Many of the scholarly works that we will visit are controversial. Some works have made and unmade professional reputations. A sample of works includes:
· Excerpts from historian Michael Bellesiles’ book, based on data from colonial era wills and other documents, challenging assumptions about the central role and prevalence of guns in the original U.S. colonies. Bellesiles won a Bancroft Prize form Columbia University for this work, however, the prize was withdrawn after critics attacked him for being unable to provide the documentary evidence he claimed to have. After a disciplinary inquiry, he resigned from Emory University.
· Work by economist John Lott, based on data from state uniform crime reports, that equates more guns with less crime, specifically that violent crime decreases in the many states that have recently licensed average citizens to carry concealed weapons. Lott, who has also been attacked over the validity of his data and methods, routinely appears before legislative committee hearings in state houses concerning liberalization of concealed weapon carry laws. Lott now works for a conservative think tank.
· Work by legal historian Robert Cottrell reviewing the origins of uniform state laws restricting concealed carry of firearms.
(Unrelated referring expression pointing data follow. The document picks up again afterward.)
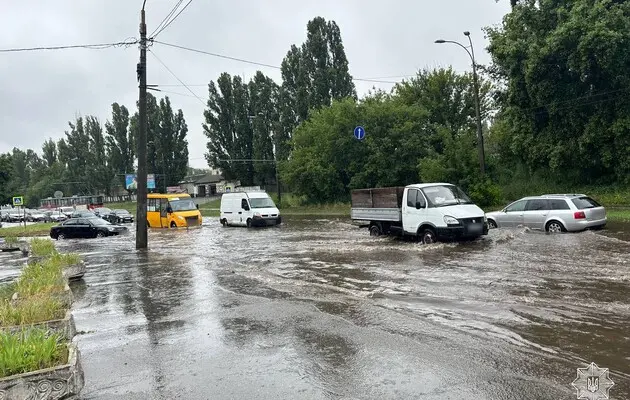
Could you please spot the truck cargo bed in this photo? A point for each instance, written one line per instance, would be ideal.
(376, 214)
(377, 204)
(390, 197)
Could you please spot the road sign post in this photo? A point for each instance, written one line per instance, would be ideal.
(359, 132)
(18, 201)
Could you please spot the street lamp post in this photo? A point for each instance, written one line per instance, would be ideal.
(471, 53)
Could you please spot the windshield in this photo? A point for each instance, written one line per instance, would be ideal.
(261, 203)
(445, 195)
(182, 205)
(99, 222)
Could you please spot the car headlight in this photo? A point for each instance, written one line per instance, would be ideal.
(448, 220)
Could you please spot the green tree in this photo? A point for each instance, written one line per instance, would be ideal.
(167, 146)
(228, 128)
(98, 174)
(313, 76)
(49, 152)
(171, 145)
(263, 93)
(120, 143)
(6, 174)
(327, 161)
(564, 70)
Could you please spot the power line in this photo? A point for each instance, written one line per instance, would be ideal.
(166, 18)
(217, 55)
(99, 46)
(173, 19)
(253, 62)
(180, 81)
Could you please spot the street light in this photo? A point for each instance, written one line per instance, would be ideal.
(471, 53)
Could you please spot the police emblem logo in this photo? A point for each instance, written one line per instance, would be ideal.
(592, 383)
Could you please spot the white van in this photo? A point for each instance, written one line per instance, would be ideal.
(248, 209)
(428, 211)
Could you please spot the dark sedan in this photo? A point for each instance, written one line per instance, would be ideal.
(85, 228)
(119, 217)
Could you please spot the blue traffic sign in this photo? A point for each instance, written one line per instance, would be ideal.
(359, 132)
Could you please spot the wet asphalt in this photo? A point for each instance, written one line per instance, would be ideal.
(318, 309)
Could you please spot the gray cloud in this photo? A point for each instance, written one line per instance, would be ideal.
(41, 91)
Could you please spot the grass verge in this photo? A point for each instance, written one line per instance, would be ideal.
(30, 350)
(38, 229)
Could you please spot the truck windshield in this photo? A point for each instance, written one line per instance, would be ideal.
(182, 205)
(261, 203)
(445, 195)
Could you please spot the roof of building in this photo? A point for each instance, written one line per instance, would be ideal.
(209, 178)
(192, 178)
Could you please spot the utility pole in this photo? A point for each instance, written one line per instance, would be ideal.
(480, 145)
(141, 201)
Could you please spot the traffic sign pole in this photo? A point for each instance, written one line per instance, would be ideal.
(359, 132)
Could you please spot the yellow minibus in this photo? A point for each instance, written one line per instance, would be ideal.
(172, 211)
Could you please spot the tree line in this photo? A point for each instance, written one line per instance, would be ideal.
(93, 158)
(554, 103)
(554, 106)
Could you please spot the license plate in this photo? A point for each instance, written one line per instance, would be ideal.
(475, 228)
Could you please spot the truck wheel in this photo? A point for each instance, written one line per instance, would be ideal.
(375, 230)
(428, 236)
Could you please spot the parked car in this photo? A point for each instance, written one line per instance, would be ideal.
(83, 214)
(101, 211)
(15, 216)
(429, 212)
(248, 209)
(85, 228)
(119, 217)
(35, 216)
(55, 216)
(552, 213)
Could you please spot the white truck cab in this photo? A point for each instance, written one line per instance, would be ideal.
(248, 209)
(429, 211)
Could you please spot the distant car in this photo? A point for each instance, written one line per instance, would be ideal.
(102, 211)
(15, 216)
(85, 228)
(83, 214)
(55, 216)
(35, 216)
(119, 217)
(552, 213)
(67, 210)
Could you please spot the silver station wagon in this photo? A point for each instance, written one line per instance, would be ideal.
(551, 212)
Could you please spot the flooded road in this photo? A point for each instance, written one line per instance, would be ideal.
(317, 309)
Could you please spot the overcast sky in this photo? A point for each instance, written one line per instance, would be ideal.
(41, 91)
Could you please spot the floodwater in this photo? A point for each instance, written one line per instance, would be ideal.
(318, 309)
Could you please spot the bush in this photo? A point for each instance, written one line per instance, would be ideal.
(31, 310)
(30, 350)
(43, 247)
(485, 193)
(40, 279)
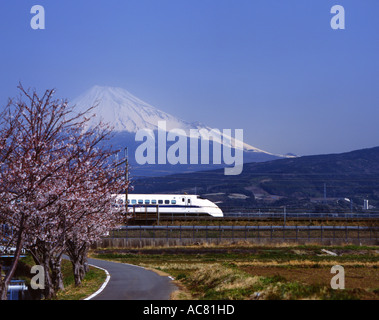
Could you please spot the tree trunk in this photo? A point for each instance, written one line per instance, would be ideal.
(56, 272)
(5, 283)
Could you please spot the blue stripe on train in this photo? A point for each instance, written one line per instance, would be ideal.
(161, 205)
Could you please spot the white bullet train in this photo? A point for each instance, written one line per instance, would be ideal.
(177, 204)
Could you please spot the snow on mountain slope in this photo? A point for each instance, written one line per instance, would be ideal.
(127, 113)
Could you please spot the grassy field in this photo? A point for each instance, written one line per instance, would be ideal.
(259, 272)
(91, 283)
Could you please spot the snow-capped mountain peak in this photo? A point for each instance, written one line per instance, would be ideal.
(124, 111)
(127, 113)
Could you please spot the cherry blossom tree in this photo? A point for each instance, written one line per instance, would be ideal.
(54, 176)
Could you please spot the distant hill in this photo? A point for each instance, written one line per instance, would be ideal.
(348, 179)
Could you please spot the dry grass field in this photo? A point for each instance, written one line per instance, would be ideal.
(242, 272)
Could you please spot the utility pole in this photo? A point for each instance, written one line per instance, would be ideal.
(285, 215)
(125, 161)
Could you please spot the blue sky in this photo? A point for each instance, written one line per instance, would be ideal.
(273, 68)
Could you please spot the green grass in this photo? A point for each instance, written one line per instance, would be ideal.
(92, 282)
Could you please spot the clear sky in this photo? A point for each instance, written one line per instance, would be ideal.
(274, 68)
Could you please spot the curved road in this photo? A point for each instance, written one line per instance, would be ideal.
(128, 282)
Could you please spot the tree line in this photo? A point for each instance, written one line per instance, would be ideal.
(57, 178)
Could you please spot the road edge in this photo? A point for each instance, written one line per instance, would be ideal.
(103, 285)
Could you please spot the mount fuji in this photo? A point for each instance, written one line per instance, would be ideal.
(128, 114)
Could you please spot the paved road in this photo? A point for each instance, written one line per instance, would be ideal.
(129, 282)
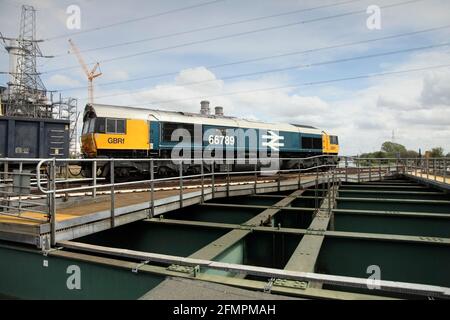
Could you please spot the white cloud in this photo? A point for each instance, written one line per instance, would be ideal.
(61, 81)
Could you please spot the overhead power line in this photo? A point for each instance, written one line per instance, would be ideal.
(126, 43)
(304, 84)
(90, 30)
(133, 55)
(336, 46)
(301, 66)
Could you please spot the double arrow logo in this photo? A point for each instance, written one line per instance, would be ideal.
(272, 141)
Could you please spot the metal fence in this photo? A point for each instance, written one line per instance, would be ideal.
(33, 188)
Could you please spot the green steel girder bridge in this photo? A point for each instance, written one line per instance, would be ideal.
(368, 229)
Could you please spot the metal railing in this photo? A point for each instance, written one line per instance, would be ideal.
(47, 182)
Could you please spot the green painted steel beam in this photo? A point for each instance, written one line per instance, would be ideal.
(218, 246)
(393, 213)
(251, 206)
(425, 193)
(345, 186)
(232, 281)
(305, 256)
(303, 232)
(411, 201)
(217, 225)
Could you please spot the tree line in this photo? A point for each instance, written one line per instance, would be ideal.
(395, 150)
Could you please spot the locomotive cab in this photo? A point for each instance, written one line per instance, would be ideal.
(105, 135)
(330, 144)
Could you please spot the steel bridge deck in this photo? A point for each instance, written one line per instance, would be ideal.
(289, 238)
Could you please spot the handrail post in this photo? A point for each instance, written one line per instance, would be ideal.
(213, 187)
(358, 170)
(279, 177)
(66, 176)
(346, 169)
(329, 194)
(5, 168)
(20, 191)
(256, 177)
(445, 170)
(113, 197)
(434, 169)
(94, 178)
(379, 169)
(228, 178)
(152, 188)
(51, 184)
(181, 183)
(203, 181)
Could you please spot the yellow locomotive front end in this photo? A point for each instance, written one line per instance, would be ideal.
(330, 144)
(105, 135)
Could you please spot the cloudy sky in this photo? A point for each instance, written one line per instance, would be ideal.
(311, 62)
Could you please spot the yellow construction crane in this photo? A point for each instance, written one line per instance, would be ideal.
(91, 75)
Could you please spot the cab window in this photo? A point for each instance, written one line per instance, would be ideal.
(91, 125)
(115, 126)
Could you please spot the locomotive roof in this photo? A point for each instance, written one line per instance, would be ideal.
(111, 111)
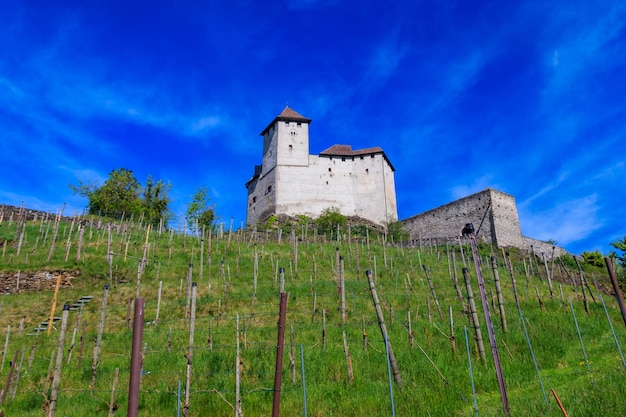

Cottrell concludes such laws were aimed mainly at minorities (Blacks and Italians especially) and recent immigrants whom cultural elites of the progressive era distrusted.
· The often-cited work from the New England Journal of Medicine by public health researcher A. Kellerman that concludes homicide risk to household members is increased by the mere presence of a firearm.
Required Texts. Many of the works that we will read will be made available online to you online.
A number of articles and book chapters will be posted on the Carlson Library e-reserves for this seminar and your “My Courses” function at MyUT (in the “files” for this course.) Some are available online directly from their sources , e.g., the recent U.S. Supreme Court’s 2nd Amendment decision, DC v. Heller, and McDonald v Chicago.
Lastly, in the final weeks of the seminar we will select and discuss some readings based on seminar participants’ developing views on the subject of gun policy.